3:31 This brief note introduces Shamgar, sometimes called a “minor judge,” though never explicitly said to judge Israel. His name is extraordinary on two counts: the form “Shamgar” is not that of a normal Hebrew name, and the ascription son of Anath suggests that he was (or had been) a follower of Anath, the Canaanite goddess of war. This foreigner apparently delivered Israel by striking down six hundred Philistines with an oxgoad. The Philistines, or Sea Peoples, were not native to Canaan but arrived there in the twelfth to eleventh centuries BC from Anatolia and Crete.

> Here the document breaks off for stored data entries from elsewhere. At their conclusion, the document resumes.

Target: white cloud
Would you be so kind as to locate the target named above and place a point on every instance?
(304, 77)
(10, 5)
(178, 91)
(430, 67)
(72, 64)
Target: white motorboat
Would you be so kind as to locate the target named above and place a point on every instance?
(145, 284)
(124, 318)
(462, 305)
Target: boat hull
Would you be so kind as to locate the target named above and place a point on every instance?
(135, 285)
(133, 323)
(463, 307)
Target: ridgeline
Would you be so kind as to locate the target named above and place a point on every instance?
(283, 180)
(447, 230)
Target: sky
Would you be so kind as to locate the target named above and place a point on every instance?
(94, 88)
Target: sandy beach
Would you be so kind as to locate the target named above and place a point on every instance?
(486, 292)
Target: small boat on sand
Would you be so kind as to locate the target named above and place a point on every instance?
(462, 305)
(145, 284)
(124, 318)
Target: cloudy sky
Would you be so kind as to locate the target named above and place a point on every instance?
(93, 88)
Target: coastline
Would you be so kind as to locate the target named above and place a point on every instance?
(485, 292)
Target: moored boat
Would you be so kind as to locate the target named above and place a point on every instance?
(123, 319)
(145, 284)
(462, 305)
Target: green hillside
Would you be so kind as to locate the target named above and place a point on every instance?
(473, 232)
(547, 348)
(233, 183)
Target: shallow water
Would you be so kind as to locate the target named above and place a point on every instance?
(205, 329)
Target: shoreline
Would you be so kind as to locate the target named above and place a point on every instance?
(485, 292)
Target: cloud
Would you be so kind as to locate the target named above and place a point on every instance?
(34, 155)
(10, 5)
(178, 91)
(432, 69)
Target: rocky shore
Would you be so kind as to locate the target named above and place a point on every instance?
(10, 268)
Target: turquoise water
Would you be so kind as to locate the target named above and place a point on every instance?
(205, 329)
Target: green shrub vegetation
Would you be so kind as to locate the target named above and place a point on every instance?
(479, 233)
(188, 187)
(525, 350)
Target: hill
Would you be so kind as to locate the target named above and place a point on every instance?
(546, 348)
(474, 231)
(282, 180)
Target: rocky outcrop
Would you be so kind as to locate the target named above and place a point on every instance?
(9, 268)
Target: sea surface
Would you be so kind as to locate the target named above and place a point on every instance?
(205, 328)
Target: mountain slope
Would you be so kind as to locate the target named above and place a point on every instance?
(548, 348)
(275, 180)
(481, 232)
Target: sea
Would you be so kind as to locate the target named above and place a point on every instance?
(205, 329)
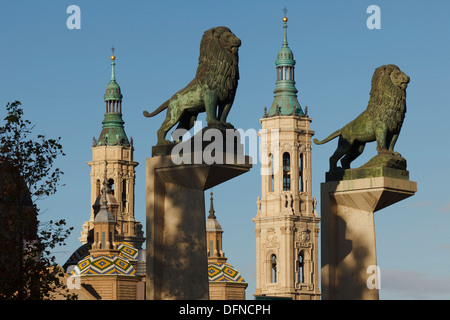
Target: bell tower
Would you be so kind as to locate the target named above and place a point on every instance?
(286, 223)
(112, 156)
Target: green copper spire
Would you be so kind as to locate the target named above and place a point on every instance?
(285, 102)
(113, 132)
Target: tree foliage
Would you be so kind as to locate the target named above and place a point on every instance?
(27, 175)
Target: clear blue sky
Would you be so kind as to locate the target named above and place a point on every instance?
(60, 76)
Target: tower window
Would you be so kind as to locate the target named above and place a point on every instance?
(103, 245)
(274, 268)
(286, 172)
(98, 187)
(271, 174)
(111, 185)
(124, 194)
(300, 173)
(300, 269)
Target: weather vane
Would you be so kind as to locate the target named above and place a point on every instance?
(285, 12)
(113, 57)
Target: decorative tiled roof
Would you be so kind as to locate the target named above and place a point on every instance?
(127, 252)
(101, 265)
(224, 272)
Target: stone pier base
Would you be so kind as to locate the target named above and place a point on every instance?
(349, 260)
(177, 267)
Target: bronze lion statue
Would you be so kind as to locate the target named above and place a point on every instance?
(380, 122)
(212, 90)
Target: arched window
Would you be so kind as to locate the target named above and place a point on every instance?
(274, 268)
(286, 172)
(124, 194)
(97, 187)
(300, 268)
(111, 185)
(271, 174)
(300, 173)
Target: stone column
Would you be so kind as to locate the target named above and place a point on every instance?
(177, 267)
(348, 233)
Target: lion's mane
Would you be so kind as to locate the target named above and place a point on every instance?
(387, 101)
(217, 66)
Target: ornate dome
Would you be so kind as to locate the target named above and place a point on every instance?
(224, 272)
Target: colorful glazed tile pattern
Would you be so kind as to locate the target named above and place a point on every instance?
(79, 254)
(104, 265)
(218, 272)
(127, 251)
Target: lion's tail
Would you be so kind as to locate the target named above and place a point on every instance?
(154, 113)
(330, 137)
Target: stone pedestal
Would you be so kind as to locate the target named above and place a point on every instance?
(177, 267)
(348, 233)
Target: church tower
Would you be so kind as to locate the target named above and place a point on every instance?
(225, 282)
(286, 223)
(112, 153)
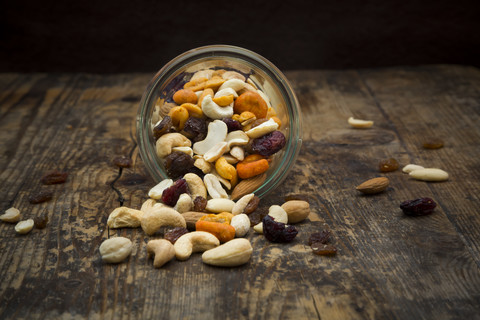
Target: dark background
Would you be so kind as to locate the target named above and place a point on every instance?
(141, 36)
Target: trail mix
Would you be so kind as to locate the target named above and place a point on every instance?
(219, 126)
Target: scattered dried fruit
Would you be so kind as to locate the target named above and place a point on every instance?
(418, 207)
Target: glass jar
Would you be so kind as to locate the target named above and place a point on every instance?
(259, 70)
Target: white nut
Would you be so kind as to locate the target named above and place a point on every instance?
(217, 132)
(230, 254)
(235, 84)
(195, 185)
(361, 124)
(24, 227)
(157, 191)
(124, 217)
(184, 203)
(196, 241)
(11, 215)
(277, 213)
(214, 188)
(214, 111)
(237, 138)
(429, 174)
(115, 250)
(166, 142)
(186, 150)
(220, 205)
(238, 153)
(411, 167)
(262, 129)
(241, 204)
(226, 92)
(241, 223)
(216, 151)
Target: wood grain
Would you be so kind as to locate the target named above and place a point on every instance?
(388, 266)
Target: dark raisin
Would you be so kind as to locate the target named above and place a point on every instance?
(323, 249)
(277, 231)
(199, 204)
(172, 235)
(54, 177)
(40, 222)
(269, 144)
(170, 195)
(163, 127)
(388, 165)
(418, 207)
(232, 125)
(195, 129)
(320, 237)
(122, 162)
(40, 197)
(252, 205)
(178, 163)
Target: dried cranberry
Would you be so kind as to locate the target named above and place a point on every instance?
(163, 127)
(320, 237)
(178, 163)
(269, 144)
(277, 231)
(232, 125)
(418, 207)
(195, 129)
(170, 195)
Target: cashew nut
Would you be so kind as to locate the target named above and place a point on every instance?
(162, 250)
(166, 142)
(220, 205)
(115, 250)
(196, 241)
(157, 218)
(184, 203)
(157, 191)
(277, 213)
(263, 129)
(217, 132)
(124, 217)
(11, 215)
(214, 111)
(214, 188)
(195, 185)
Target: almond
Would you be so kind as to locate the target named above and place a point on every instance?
(247, 186)
(373, 186)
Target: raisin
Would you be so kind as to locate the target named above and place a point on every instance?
(195, 129)
(40, 197)
(54, 177)
(163, 127)
(296, 196)
(232, 125)
(277, 231)
(269, 144)
(170, 195)
(199, 204)
(433, 143)
(178, 163)
(323, 249)
(418, 207)
(172, 235)
(257, 216)
(388, 165)
(252, 205)
(319, 237)
(122, 162)
(40, 222)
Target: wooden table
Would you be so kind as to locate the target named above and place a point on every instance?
(388, 266)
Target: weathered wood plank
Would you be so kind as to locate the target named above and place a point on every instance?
(388, 266)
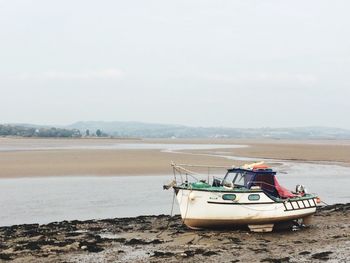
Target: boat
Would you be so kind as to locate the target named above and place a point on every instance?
(247, 195)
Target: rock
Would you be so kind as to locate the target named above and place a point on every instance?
(135, 241)
(4, 256)
(304, 253)
(322, 255)
(162, 254)
(209, 253)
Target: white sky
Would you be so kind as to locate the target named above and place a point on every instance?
(200, 63)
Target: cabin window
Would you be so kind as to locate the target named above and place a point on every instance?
(254, 197)
(229, 197)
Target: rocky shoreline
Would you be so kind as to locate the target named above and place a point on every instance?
(165, 239)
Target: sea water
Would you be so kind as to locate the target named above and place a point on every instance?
(48, 199)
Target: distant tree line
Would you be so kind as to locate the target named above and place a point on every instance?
(14, 130)
(98, 133)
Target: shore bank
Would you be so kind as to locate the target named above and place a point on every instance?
(166, 239)
(21, 157)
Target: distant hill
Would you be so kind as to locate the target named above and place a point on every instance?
(27, 130)
(152, 130)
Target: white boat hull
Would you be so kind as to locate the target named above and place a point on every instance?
(202, 209)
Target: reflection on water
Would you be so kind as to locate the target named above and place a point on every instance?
(43, 200)
(114, 146)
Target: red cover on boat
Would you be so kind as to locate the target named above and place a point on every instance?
(283, 192)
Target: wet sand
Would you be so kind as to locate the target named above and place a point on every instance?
(166, 239)
(27, 159)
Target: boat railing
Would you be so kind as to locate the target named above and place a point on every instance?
(184, 173)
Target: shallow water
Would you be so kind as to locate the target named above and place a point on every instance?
(113, 146)
(43, 200)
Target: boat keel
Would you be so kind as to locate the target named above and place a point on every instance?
(261, 228)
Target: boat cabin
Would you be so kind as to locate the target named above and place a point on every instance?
(259, 177)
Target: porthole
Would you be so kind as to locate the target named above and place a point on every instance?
(230, 197)
(254, 197)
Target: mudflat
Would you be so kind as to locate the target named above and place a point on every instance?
(165, 239)
(21, 157)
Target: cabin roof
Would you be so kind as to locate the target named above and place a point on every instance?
(253, 171)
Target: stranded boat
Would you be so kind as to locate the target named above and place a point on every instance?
(248, 195)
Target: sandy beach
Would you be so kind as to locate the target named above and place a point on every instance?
(69, 157)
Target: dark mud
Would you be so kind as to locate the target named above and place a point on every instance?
(165, 239)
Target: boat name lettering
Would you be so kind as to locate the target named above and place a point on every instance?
(229, 197)
(254, 197)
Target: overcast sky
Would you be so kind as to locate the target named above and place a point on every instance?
(200, 63)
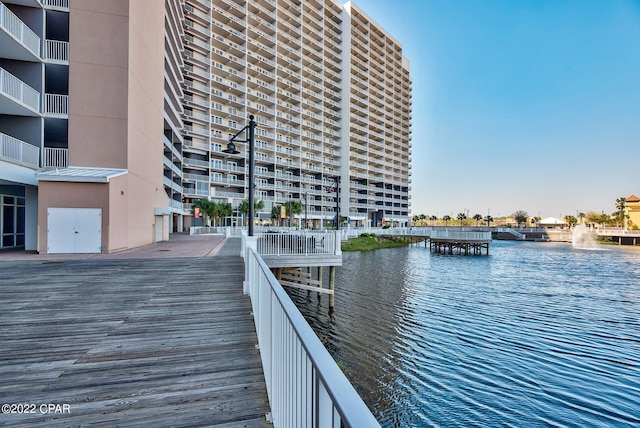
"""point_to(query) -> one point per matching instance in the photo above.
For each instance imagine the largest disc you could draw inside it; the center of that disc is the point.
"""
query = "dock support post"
(332, 285)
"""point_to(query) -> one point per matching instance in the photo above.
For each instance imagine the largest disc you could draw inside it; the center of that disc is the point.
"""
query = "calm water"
(533, 335)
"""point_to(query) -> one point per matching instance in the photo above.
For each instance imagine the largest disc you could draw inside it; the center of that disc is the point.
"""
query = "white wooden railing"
(306, 388)
(18, 29)
(15, 88)
(298, 243)
(615, 231)
(18, 151)
(57, 51)
(462, 236)
(55, 158)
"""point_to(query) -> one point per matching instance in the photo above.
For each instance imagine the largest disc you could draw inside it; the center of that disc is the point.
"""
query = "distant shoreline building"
(632, 208)
(114, 115)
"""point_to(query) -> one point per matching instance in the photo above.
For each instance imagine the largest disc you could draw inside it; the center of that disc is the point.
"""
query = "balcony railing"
(56, 105)
(18, 29)
(55, 158)
(15, 88)
(18, 151)
(57, 4)
(304, 384)
(57, 51)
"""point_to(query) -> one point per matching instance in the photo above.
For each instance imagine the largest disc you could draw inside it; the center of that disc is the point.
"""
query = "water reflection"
(532, 335)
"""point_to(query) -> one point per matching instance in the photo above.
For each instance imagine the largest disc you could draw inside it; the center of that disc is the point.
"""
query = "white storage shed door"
(74, 230)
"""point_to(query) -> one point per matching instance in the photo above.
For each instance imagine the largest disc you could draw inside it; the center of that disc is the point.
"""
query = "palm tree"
(620, 213)
(461, 218)
(275, 214)
(521, 217)
(477, 218)
(244, 207)
(220, 210)
(571, 220)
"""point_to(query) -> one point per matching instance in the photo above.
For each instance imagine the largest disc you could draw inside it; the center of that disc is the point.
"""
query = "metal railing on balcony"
(57, 4)
(18, 29)
(15, 88)
(18, 151)
(56, 51)
(56, 105)
(304, 384)
(55, 158)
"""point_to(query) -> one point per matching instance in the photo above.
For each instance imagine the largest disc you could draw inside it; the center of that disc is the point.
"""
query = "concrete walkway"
(157, 336)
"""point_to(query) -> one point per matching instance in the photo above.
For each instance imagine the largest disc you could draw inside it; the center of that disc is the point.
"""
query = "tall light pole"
(337, 183)
(250, 131)
(306, 210)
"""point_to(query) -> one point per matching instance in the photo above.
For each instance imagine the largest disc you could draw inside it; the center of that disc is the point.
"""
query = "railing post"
(249, 242)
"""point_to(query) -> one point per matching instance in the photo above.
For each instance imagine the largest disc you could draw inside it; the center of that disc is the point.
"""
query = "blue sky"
(520, 105)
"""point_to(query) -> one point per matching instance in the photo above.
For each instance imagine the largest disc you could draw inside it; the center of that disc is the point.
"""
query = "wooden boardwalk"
(137, 342)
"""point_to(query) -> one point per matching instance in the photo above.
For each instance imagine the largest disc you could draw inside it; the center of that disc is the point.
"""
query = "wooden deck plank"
(136, 342)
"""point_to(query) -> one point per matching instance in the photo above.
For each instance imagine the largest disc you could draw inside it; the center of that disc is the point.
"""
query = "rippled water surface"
(532, 335)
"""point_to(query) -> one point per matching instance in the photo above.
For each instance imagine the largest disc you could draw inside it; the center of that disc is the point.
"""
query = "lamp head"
(231, 149)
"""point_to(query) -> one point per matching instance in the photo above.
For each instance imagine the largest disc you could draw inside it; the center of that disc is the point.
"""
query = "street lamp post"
(337, 183)
(231, 148)
(306, 210)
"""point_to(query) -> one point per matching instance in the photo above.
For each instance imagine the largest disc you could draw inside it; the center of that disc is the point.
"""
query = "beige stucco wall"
(98, 83)
(146, 118)
(53, 194)
(119, 199)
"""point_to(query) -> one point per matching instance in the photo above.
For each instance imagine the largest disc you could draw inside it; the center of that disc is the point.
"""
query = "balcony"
(62, 5)
(55, 158)
(16, 97)
(19, 152)
(56, 105)
(18, 41)
(56, 52)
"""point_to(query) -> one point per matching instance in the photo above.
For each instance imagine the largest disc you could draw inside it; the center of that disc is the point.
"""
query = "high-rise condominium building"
(114, 116)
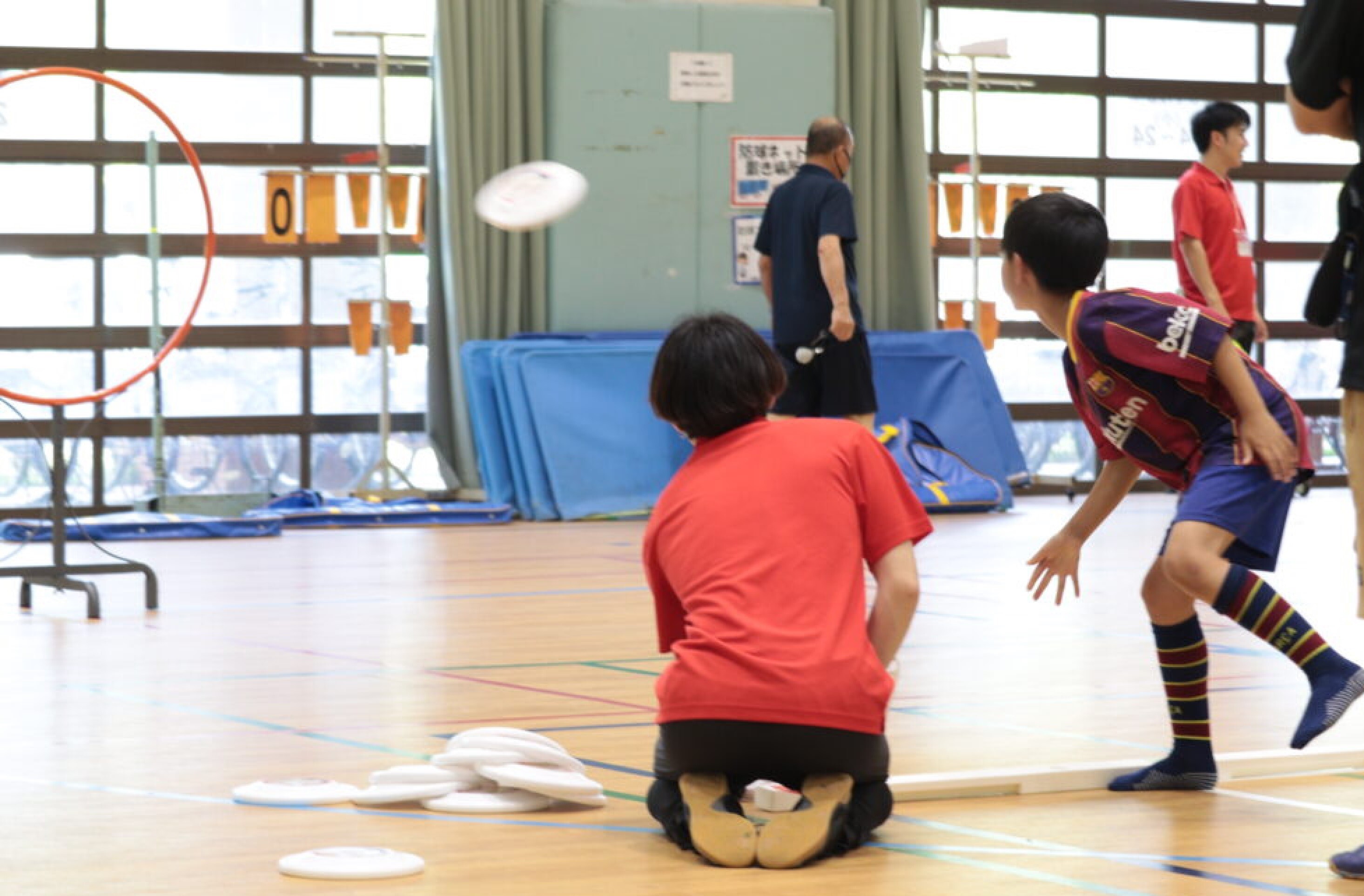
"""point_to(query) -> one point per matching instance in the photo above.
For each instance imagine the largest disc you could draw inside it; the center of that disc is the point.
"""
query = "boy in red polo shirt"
(1212, 243)
(1162, 389)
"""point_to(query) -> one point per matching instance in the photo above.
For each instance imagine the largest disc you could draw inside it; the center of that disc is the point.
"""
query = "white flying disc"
(550, 782)
(773, 797)
(530, 195)
(295, 791)
(351, 864)
(383, 794)
(468, 757)
(525, 750)
(474, 802)
(520, 734)
(426, 775)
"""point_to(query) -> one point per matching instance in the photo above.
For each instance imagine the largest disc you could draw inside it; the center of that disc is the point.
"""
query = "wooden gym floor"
(336, 654)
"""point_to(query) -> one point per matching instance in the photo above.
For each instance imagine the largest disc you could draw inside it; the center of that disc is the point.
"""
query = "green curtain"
(489, 93)
(880, 94)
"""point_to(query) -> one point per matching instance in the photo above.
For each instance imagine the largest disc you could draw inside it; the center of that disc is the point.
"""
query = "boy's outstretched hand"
(1262, 437)
(1059, 560)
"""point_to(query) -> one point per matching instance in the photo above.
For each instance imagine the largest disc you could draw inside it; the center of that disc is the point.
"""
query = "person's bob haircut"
(714, 374)
(1062, 239)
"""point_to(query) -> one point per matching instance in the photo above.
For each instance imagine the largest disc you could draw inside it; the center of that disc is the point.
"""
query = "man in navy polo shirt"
(811, 281)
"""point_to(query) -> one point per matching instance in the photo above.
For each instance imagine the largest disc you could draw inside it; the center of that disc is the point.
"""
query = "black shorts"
(780, 753)
(837, 384)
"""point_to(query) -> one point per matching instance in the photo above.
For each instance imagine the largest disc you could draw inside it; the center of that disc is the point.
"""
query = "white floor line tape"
(1056, 779)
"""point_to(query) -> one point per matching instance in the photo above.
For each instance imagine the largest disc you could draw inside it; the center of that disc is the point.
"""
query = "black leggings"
(751, 750)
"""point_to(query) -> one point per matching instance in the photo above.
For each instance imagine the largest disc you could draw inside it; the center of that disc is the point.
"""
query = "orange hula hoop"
(210, 239)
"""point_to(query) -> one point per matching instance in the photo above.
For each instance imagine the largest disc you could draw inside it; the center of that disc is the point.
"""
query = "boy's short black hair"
(714, 374)
(1062, 239)
(1216, 118)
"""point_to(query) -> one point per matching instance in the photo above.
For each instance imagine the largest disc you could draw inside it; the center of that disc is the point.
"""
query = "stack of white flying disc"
(481, 771)
(528, 769)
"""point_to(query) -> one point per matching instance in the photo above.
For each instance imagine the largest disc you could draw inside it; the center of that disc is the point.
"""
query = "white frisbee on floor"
(426, 775)
(295, 791)
(383, 794)
(549, 782)
(351, 864)
(520, 734)
(527, 750)
(531, 195)
(478, 804)
(468, 757)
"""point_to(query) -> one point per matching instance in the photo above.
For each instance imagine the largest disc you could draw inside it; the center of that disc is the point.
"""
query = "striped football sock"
(1251, 603)
(1183, 656)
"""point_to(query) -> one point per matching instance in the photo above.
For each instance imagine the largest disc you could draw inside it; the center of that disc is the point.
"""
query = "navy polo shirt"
(811, 205)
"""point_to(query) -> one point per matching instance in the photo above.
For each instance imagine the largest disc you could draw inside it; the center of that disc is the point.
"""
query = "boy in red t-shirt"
(756, 555)
(1212, 243)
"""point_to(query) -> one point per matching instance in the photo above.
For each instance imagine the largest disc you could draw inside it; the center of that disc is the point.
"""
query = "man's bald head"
(826, 135)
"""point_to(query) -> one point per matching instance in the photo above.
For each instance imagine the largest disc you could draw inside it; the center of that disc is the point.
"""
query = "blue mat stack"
(564, 428)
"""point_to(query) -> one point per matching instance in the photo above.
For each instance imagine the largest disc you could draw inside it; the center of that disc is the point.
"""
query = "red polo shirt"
(1206, 209)
(755, 555)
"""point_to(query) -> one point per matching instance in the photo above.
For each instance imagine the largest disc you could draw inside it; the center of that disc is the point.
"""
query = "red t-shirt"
(755, 555)
(1206, 209)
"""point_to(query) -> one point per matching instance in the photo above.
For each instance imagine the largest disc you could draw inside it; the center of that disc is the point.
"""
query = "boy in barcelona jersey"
(1162, 388)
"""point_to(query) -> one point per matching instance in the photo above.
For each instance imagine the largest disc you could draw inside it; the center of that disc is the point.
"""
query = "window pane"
(268, 27)
(238, 195)
(1288, 145)
(48, 292)
(955, 286)
(340, 460)
(47, 109)
(1307, 368)
(339, 280)
(1040, 43)
(1139, 209)
(25, 472)
(241, 291)
(47, 198)
(1277, 41)
(1326, 444)
(1029, 370)
(347, 111)
(1150, 274)
(1057, 448)
(1300, 213)
(1187, 51)
(1008, 125)
(212, 382)
(344, 382)
(49, 374)
(201, 464)
(408, 17)
(48, 24)
(1285, 289)
(208, 108)
(1160, 129)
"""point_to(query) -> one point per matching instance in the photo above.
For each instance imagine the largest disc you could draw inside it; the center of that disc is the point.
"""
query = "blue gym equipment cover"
(311, 509)
(564, 428)
(941, 481)
(137, 527)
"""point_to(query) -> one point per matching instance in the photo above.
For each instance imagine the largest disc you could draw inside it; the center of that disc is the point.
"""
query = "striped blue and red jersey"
(1139, 368)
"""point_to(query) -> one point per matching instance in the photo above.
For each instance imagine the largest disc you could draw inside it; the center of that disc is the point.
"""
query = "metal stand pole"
(59, 575)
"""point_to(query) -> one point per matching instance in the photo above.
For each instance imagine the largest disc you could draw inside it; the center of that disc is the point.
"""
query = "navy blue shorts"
(1244, 501)
(837, 384)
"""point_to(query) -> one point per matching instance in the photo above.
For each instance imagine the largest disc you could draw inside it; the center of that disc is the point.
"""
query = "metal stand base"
(58, 575)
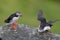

From their bases in the coastal plain, the Philistines became an increasing problem for the Israelites as they pressed eastward into the foothills of Israel. A cattle prod was a sharp stick up to eight feet long tapering to a sharp point, which may have been tipped with metal (1Sm 13:21). This is the first in a series of unusual instruments of deliverance in the book of Judges—from Jael’s hammer (Jdg 4:21), to Gideon’s pitchers and torches (7:19-20), to Samson’s donkey jawbone (15:15).